Sunday's parades did have a new milestone to mark: President Barack Obama on Friday designated the site around New York City's Stonewall Inn as the first national monument to gay rights. A 1969 police raid on the bar helped catalyze the gay rights movement.
Just before the start of the parade, Democratic Gov. Andrew Cuomo announced that the Stonewall Inn would be designated as a state historic site and that New York would erect a monument in honor of all victims of hate and intolerance, including those killed in Orlando.
"But the targeting of gay revelers gathered at a club to celebrate is a blow not just to the LGBT community but to a majority of Americans who have begun to see tolerance as the new national norm, even in a polarized political climate," as The Christian Science Monitor reported earlier this month. But discrimination and violence continue: in 2014, for example, 18.6 percent of the "single-bias" hate crimes the FBI reported in 2014 were motivated by sexual orientation.

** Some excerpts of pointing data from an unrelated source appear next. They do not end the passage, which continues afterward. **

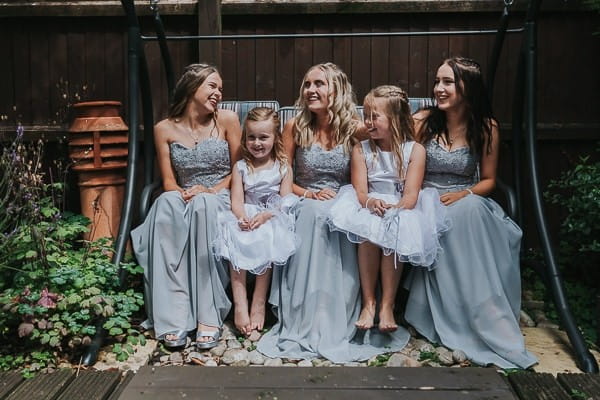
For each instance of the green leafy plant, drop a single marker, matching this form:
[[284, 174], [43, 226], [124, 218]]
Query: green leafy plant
[[55, 289]]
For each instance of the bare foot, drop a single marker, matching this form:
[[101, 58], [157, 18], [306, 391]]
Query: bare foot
[[387, 323], [241, 319], [365, 319], [257, 316]]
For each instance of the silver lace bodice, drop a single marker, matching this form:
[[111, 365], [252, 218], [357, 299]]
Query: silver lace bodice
[[316, 168], [450, 170], [205, 164]]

The lead float in New York's parade was dedicated to the Orlando victims. And gun-control, anti-gun-violence groups joined the lineup since the shooting forged new bonds between them and gay-rights activists.

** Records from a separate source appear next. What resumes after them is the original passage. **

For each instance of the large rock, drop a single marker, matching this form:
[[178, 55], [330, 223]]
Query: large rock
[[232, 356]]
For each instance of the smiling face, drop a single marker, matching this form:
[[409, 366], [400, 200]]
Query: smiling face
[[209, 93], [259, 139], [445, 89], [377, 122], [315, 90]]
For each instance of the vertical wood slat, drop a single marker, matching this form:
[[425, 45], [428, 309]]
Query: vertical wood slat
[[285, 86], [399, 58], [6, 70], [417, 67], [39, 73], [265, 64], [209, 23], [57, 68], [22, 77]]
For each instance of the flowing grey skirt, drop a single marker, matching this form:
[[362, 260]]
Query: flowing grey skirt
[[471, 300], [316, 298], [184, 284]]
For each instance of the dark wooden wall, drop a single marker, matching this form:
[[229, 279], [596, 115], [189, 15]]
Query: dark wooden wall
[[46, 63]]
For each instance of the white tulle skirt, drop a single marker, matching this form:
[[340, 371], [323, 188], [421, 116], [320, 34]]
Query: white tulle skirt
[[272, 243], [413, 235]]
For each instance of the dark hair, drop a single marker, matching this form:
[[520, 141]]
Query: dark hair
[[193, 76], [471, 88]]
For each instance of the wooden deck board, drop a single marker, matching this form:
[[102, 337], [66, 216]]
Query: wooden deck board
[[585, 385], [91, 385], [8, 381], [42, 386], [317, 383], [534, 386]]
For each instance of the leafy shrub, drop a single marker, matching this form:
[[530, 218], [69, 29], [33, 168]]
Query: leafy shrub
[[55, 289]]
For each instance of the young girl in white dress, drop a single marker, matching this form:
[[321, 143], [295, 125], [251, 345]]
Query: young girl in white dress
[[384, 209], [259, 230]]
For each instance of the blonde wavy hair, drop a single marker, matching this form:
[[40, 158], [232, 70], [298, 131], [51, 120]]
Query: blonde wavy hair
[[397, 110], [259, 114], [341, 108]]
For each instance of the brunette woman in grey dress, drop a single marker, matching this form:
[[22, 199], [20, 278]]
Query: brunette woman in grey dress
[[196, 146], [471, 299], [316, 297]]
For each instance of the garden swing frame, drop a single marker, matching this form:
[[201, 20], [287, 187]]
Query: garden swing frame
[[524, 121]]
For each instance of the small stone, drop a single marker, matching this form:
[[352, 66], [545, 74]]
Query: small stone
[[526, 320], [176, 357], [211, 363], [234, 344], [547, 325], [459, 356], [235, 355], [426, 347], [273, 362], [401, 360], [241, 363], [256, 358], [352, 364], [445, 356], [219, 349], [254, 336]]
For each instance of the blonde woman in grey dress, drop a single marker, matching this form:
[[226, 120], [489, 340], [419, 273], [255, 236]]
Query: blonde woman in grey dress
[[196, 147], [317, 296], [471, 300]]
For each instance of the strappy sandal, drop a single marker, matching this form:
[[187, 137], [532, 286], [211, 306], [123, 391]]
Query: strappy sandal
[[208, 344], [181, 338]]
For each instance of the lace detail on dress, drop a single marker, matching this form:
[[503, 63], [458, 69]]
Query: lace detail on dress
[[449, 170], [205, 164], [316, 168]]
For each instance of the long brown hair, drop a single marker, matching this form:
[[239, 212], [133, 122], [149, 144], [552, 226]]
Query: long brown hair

"As the mom of a gay teen, Orlando terrified me," said Shannon Watts, the founder of Moms Demand Action for Gun Sense in America. She and 19-year-old daughter Emma, who is gay, planned to join about 200 other people behind the group's banner in the parade.
At San Francisco's parade, a "We're Orlando" group of about 300 people will be fourth in the lineup. Victims will be honored with a moment of silence when the march reaches the grandstand. A memorial with their photos will be set up inside City Hall.

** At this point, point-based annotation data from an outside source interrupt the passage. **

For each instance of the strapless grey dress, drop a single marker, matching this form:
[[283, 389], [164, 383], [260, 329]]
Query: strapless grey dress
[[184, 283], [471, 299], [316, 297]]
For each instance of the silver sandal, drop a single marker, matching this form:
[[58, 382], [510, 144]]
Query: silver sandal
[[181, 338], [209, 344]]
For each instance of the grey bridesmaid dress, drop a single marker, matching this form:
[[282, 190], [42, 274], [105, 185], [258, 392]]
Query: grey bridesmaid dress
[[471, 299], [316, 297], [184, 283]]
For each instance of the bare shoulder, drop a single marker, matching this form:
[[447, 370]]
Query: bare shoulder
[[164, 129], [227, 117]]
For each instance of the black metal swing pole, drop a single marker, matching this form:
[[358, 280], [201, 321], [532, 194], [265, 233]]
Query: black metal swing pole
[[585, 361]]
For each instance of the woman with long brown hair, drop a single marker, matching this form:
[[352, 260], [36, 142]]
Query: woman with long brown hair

"It's been an interesting experience to build the parade with kind of a heavier message" after the optimistic sentiment last year, Stephanie Mufson said.
New York police planned to deploy roving counterterrorism units and use bomb-sniffing dogs, rooftop observation posts, police helicopters and thousands of officers to provide extra layers of security at Sunday's parade. Thousands of uniformed officers were to line the route, supplemented by plainclothes officers in the crowd. While the city has provided similar protections in the past, "you'll see more" this year, Democratic Mayor Bill de Blasio said.
San Francisco spectators will face metal detectors for the first time, and more police than usual will keep watch. Some participants aren't welcoming the stepped-up security: Two honorary grand marshals and a health clinic that serves sex workers withdrew Friday from the parade to protest the heavy police presence.
Chicago police have put 200 more officers than usual on duty for the city's pride parade Sunday. Organizers have nearly doubled their corps of private security agents, to 160.
At a gay street parade in Turkey, a prominent German lawmaker and outspoken gay rights advocate was temporarily detained Sunday when he wanted to speak publicly at the end of Pride Week. Turkish police have repeatedly in recent days prevented activists from participating in LGBT rallies.
For all the security and solemnity, some spectators at pride parades this month have made a point of making merry.
"We had fun. That is what gay people do," comedian Guy Branum wrote in a New York Times essay after attending the West Hollywood parade. "Our answer to loss and indignity, it seems, is to give a party, have a parade and celebrate bits of happiness."
Associated Press writer Tom Hays in New York and AP video journalist Haven Daley in San Francisco contributed to this report.